And if you are good about "going and seeing" when they want to show you something, the whole garbage truck thing still happens, just with something a bit more sophisticated than the garbage truck. I happen to be pretty unsophisticated, but honestly, my teenagers aren't that much more so than I. I spent the trip to community college yesterday listening to my 14yo's descriptions of the beautiful ice crystals inside a half-frozen water bottle. I listen to blow-by-blow descriptions of dungeon and dragon battles and snowboard tricks and comedy routines and jokes and movies. The trick is to KEEP LISTENING. The moment you let your mind wander, you get lost and then it is boring. You have to make sure you keep following what they are saying. And as people have pointed out, you have to do it right away when they want to.

 

I drink tea at intervals throughout the day. If you have something like that, teach your children to make you a cup. Then they have something concrete they can do to help you, when they feel like it. They can still comfort you, you just have to teach them how to do it in a more remote way.

 

Tell your children when they hurt your feelings.

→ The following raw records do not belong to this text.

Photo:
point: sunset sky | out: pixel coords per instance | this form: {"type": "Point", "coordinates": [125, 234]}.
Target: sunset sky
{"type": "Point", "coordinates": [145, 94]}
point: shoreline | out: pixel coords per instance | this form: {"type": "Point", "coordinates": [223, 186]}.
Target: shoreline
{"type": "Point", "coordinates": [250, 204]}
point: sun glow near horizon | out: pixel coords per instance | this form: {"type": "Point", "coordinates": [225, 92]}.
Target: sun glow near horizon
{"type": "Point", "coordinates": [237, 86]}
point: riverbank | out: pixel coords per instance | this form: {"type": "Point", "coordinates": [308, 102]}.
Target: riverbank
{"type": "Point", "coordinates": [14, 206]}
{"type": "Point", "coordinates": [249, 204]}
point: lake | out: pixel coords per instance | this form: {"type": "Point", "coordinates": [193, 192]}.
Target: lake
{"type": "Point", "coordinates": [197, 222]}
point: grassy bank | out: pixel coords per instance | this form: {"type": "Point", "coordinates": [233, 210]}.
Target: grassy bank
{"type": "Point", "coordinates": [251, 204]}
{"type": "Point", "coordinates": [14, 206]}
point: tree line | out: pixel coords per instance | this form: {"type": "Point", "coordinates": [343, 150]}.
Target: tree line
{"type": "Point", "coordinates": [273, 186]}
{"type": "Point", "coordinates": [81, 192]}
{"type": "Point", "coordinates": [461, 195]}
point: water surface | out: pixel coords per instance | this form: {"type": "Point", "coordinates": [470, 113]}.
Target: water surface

Don't make a scene about it, but tell them firmly. If a toddler pulls your hair, you tell them that it hurts you, right? Well, you can tell a teenager the same way, with the assumption that they didn't mean to, that they just didn't know. Yes, sometimes they do want to hurt you, or are mad at you, but most of the time mine just didn't think about it. Make your children pay attention to you, not a lot, but enough that they think about what they say and do around you. Their wives will thank you.

 

Don't pay attention to the tone of their voice, pay attention to their words. Their tone somehow gets stuck in angry. They can't hear what it sounds like, and have no idea they are doing it. Listen to their words and tune out the tone. Or just straight ask them if they meant to sound angry.

 

And about that permanent toddler? It is called a dog LOL. I didn't chose to get a dog; my son rescued one, but she turned out to be the best antidote to teenagers that you could possibly imagine short of another baby. She comes and leans against me whenever I'm unhappy because someone is yelling at me. She tries to comfort me dog-fashion, which turns out to be the same as toddler fashion - a body thing, not a word thing. Maybe you should consider finding an adult dog to adopt. A puppy would require energy, but a nice calm adult dog is a fairly effortless comfort, other than having to remember to take her with me whenever possible and brush and bath her from time to time. She fixes me rather than drains me. And unfortunately, teenagers are very emotionally draining.

 

Take full advantage of your husband, too, if you can.